Trotzdem hätte es mindestens zu einem Punkt reichen können. Die zweite Halbzeit brachte Dauerdruck, Einbahnstraßenfußball und 20 Torschüsse – ohne Ertrag. „Seit ich in Hamburg bin, habe ich noch kein Spiel erlebt, in dem wir mehr oder bessere Torchancen hatten“, behauptete Sportchef Jens Todt. Die fehlende Durchschlagskraft im Angriff ist ein Problem. Insgesamt schießt der HSV zu wenig Tore. Wenn die beiden besten Schützen lediglich zwei Treffer erzielt haben, ist alles gesagt. „Dass wir aus unseren Möglichkeiten zu wenig Tore erzielen, ist entscheidend“, sagte Gisdol. „Wir hätten mehr Punkte geholt, wenn wir ein, zwei Spieler hätten, die jetzt sechs Tore haben.“

Wie Michael Gregoritsch in Augsburg, zum Beispiel. Aber das ist ein anderes Thema. Vor der Saison hatte Gisdol gemeinsam mit Todt entschieden, auf Bobby Wood zu setzen, der Österreicher durfte deshalb gehen. Hinterher ist jeder klüger. „Wir haben Spieler, die das Potenzial haben, Tore zu machen“, erklärte der Trainer und denkt dabei sicherlich auch an Fiete Arp, der sich erneut eine Großchance erarbeitete, aber am glänzenden Lukas Hradecky im Frankfurter Tor scheiterte. Natürlich hat der Coach schon das Wort „Knipser“ auf seinen Wunschzettel zum Fest geschrieben. Ob man für den Angriff nachbessern solle? „Das müssen wir noch besprechen.“

Denn erst einmal ist Mönchengladbach. „Dort müssen wir alles raushauen, was geht, und uns die verlorenen Punkte zurückholen“, forderte Mathenia. Dort will der HSV auch wieder zum konsequenten Kampf-Fußball zurückkehren, der in der letzten Rückrunde den Klassenerhalt brachte. „Wir müssen vielleicht ein bisschen mehr Gift in unser Spiel reinbringen, mehr von den unschönen Dingen wie noch intensivere Zweikämpfe“, kündigte Gisdol an. „Gefährlich an unserer Situation ist, dass wir besser spielen als letztes Jahr, aber nicht die Punkte einfahren, die wir mit unserer Leistung verdienen würden.

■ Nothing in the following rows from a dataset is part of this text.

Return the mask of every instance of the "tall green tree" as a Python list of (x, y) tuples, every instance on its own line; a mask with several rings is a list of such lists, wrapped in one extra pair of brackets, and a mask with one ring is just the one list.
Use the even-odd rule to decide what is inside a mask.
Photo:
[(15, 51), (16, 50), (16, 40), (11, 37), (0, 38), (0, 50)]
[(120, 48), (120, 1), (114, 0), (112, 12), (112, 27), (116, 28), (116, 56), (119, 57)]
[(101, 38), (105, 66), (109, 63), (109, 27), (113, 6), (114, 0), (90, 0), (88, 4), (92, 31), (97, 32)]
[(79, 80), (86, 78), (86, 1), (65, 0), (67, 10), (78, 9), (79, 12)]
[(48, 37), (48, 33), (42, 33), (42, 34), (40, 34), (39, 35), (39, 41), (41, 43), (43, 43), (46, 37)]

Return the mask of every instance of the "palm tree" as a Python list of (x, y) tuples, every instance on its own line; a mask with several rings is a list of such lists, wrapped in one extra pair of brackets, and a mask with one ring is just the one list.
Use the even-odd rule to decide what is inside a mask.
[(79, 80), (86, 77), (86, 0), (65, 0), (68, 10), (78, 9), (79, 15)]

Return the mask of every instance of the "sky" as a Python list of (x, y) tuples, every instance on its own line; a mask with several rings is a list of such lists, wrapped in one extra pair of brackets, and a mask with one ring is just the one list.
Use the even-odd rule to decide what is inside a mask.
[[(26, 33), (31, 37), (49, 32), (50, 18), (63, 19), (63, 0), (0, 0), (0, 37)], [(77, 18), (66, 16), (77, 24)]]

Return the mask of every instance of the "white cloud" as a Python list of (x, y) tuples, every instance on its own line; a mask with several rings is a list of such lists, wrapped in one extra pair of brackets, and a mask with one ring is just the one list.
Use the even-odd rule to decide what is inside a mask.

Vor einem Jahr stand der HSV nach 16 Spieltagen mit 13 Punkten da. In einer Saison, in der es in Darmstadt und Ingolstadt zwei designierte Absteiger gab. Das ist in diesem Jahr nicht der Fall, selbst der abgeschlagene 1. FC Köln hat ausreichend gutes Potenzial für die Liga. Bruchhagen hatte vor der prekären Situation schon vor der Saison gewarnt: Mindestens zehn Vereine würden ausschließlich gegen den Abstieg spielen, und der HSV gehöre wieder dazu.

Das wollte kaum einer hören – aber so ist es gekommen.